Do you remember your dreams? Have you had dreams of flying or falling, exploring a castle with winding staircases, being chased by a large animal, your teeth falling out? All these are fairly common dreams. Do you wonder what they could mean, or if they mean anything? What difference could it make in your life if you understood their meaning. Let us help you discover the answers to these questions and open a whole inner world.
Many people think they don’t dream because they don’t remember their dreams.
When asked, “Do you remember your dreams?” The friend I was talking to responded quickly, “Oh no, I don’t want to. They’re too crazy and scary when I do remember them.” Many people disregard dreams as unimportant and meaningless.
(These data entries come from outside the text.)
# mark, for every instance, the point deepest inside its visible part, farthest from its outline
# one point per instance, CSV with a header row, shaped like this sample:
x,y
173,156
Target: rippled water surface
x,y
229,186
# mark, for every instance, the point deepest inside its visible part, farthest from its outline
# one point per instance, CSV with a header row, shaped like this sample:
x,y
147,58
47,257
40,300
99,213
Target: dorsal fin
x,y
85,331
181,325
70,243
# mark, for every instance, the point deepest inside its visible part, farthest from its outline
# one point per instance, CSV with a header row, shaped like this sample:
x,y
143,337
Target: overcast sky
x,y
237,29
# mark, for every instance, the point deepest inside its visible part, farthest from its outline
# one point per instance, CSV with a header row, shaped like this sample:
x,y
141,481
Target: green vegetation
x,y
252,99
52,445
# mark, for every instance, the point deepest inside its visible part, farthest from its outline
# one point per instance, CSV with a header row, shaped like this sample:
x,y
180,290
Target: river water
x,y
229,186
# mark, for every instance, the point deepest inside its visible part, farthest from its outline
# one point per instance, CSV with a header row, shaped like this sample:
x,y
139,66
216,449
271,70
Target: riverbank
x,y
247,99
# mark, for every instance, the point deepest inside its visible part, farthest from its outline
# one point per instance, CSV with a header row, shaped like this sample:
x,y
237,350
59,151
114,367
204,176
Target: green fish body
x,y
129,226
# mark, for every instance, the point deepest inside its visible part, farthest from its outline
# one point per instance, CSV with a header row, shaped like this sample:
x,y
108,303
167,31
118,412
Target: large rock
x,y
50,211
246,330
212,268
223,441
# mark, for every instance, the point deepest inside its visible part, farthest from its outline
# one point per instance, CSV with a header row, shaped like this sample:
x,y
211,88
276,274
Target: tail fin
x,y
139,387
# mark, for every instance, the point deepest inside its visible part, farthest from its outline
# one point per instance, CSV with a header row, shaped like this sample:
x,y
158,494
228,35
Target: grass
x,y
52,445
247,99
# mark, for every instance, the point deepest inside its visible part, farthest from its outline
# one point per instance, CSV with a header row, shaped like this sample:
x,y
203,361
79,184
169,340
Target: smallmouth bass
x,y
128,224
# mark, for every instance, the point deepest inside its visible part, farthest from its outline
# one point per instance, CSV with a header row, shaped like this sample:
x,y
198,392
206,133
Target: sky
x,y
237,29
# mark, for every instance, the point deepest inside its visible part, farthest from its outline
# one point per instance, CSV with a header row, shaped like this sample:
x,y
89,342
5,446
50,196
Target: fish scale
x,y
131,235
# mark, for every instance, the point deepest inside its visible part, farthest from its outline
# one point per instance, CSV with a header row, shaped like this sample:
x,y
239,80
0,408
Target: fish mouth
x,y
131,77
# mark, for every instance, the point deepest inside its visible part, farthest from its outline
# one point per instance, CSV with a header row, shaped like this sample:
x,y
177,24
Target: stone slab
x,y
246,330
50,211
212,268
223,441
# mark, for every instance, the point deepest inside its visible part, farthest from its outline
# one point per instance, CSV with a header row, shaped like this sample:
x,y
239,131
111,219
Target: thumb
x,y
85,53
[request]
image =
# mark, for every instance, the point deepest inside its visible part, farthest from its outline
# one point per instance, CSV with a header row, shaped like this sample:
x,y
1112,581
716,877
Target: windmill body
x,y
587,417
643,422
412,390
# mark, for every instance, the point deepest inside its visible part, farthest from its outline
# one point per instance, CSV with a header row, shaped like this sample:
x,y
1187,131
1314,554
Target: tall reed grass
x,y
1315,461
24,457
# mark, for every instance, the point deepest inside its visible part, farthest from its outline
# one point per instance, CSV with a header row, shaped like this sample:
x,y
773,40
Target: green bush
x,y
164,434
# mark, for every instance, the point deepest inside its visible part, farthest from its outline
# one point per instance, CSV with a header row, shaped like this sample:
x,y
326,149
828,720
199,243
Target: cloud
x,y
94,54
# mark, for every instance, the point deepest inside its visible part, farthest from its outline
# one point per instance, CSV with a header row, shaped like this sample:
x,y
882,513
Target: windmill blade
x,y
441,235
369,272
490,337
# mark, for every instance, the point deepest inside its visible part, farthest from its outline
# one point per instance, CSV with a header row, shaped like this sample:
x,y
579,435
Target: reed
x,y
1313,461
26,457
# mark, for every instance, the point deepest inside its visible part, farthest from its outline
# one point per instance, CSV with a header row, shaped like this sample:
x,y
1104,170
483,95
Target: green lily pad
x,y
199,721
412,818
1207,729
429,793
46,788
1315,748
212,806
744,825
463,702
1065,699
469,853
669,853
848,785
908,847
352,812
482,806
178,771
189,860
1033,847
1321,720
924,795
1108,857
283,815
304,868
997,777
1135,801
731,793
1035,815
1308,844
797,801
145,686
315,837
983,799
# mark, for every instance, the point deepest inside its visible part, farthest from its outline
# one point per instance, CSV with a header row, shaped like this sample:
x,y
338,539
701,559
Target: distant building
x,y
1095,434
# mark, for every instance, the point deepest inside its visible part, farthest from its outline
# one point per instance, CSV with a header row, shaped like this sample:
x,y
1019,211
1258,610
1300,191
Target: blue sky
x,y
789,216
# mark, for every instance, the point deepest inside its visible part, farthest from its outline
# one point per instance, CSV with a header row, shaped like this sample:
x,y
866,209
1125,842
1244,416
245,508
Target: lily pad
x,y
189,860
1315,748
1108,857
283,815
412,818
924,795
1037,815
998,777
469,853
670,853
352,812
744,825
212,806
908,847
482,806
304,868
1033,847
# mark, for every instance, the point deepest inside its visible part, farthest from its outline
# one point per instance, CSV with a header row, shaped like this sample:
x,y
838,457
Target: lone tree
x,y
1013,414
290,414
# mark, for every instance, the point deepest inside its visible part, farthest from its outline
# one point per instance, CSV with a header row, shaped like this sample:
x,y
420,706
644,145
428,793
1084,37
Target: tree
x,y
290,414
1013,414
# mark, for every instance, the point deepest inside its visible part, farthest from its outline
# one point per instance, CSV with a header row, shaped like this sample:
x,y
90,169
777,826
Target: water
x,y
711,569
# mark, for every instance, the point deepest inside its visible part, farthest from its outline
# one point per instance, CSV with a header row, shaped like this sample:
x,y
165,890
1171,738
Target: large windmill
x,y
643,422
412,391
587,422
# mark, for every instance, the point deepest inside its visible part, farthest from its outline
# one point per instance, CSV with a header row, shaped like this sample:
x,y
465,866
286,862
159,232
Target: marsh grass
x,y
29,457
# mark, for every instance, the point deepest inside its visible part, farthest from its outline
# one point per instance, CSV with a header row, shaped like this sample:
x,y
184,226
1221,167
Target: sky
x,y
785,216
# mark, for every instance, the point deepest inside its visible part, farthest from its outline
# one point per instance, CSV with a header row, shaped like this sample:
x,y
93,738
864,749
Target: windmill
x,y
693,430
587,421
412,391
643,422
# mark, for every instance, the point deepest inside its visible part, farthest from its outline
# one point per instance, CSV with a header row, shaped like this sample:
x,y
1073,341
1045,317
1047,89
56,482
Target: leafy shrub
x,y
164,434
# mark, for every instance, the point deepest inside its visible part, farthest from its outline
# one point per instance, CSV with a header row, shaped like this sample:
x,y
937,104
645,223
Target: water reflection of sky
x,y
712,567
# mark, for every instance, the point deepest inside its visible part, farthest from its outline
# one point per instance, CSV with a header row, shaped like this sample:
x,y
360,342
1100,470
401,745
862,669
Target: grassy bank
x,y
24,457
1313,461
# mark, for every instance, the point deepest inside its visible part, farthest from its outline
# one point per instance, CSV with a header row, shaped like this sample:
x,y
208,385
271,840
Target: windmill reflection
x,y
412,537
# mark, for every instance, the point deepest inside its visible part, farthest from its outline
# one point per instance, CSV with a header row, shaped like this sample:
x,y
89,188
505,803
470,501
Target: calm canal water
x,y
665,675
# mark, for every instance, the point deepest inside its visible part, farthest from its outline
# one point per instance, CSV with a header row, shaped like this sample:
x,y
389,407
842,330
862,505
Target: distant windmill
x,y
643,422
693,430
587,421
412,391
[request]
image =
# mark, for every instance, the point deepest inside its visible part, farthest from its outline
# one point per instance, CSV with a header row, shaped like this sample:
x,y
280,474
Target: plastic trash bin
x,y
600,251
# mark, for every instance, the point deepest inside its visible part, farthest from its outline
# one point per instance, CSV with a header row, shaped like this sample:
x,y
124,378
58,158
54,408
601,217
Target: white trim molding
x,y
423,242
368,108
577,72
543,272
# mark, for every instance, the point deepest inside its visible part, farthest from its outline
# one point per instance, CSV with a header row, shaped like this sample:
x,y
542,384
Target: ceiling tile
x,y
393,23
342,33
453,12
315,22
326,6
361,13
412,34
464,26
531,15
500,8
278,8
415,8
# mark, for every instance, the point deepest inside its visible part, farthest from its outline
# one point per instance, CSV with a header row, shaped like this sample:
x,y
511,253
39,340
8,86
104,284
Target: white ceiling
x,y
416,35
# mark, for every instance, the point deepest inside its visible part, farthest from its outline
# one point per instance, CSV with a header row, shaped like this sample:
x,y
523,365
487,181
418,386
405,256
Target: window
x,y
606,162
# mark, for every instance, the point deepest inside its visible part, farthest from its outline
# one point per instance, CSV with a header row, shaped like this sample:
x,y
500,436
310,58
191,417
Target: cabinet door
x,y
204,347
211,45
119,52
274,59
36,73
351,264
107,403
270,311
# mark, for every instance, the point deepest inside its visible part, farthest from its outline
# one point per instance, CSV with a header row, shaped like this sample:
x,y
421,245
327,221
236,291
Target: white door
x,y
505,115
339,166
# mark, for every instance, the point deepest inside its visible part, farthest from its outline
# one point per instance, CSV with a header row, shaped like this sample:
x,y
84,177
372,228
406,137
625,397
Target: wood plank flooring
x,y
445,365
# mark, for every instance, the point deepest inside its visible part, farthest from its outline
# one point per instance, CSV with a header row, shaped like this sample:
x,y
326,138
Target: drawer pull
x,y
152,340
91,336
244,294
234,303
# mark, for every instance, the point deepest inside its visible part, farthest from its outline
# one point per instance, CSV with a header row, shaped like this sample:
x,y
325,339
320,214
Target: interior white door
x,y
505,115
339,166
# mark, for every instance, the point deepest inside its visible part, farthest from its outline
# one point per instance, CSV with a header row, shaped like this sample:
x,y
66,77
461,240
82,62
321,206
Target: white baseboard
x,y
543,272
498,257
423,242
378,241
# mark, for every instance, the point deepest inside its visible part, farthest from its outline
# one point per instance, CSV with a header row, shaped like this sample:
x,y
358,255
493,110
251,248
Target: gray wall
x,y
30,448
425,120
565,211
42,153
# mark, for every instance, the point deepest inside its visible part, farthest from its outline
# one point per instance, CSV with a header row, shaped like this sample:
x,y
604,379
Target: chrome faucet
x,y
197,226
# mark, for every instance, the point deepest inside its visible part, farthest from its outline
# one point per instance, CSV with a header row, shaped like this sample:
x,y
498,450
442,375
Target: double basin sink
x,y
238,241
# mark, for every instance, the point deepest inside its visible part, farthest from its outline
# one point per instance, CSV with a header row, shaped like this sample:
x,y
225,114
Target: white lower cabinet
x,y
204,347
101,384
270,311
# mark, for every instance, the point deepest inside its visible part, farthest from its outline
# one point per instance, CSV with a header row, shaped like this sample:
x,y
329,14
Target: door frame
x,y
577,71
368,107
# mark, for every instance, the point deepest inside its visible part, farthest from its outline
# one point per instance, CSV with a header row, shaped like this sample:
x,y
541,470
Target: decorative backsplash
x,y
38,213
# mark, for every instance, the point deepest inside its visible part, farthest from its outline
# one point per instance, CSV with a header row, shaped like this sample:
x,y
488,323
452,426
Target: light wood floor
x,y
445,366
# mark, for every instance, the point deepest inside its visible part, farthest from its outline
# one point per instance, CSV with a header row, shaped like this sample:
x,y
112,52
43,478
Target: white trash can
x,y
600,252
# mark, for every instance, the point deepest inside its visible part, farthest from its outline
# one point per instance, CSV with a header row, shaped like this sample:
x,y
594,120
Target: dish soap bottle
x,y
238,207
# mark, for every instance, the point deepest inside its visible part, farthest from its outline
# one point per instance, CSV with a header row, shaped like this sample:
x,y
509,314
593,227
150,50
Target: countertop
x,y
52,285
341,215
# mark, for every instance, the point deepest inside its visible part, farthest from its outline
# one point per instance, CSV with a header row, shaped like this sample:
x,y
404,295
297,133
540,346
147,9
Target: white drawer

They are like Scrooge in Charles Dickens’, “A Christmas Carol”, who quipped, “more gravy than grave”, upon remembering a ghostly dream; just chalking it up to nothing more than something he ate.
“Do not dwell in the past, do not dream of the future, concentrate the mind on the present moment.”– BUDDHA
Actually our nighttime dreams are very important messages from our sub-conscious inner self. Dreams can give us valuable guidance, help to solve a problem, inspire, or comfort. There are recorded examples of famous artists, scientists, inventors and leaders who were guided to great discoveries through their dreams. There are many great works of art, scientific discoveries and inventions that have enriched our lives, which would not have been made if the artists and discoverers had not remembered their dreams. However, even what you may consider the most mundane or trivial dream can help you understand what happened in your experience yesterday or answer questions and give insight.
It is of vital importance to know how to interpret the message of your dream. The language we dream in is a picture-symbol language. When we know what the images we see mean it is like learning a new language. Suddenly those crazy dreams have meaning. An intuitive person can usually discern some meaning by realizing that everything in the dream is about the dreamer. The persons you see in your dreams are really some part of yourself, not actually that person.
At the School of Metaphysics one of the first and most important things we teach is dream interpretation. The first night of class I was instructed to get a dream journal and keep it by my bedside with a pen. The practice is to write in it every morning upon awakening. Even if I don’t remember a dream, I write the first thoughts I have upon awakening. After doing this for a while I began to understand myself better through the messages my dreams were giving me.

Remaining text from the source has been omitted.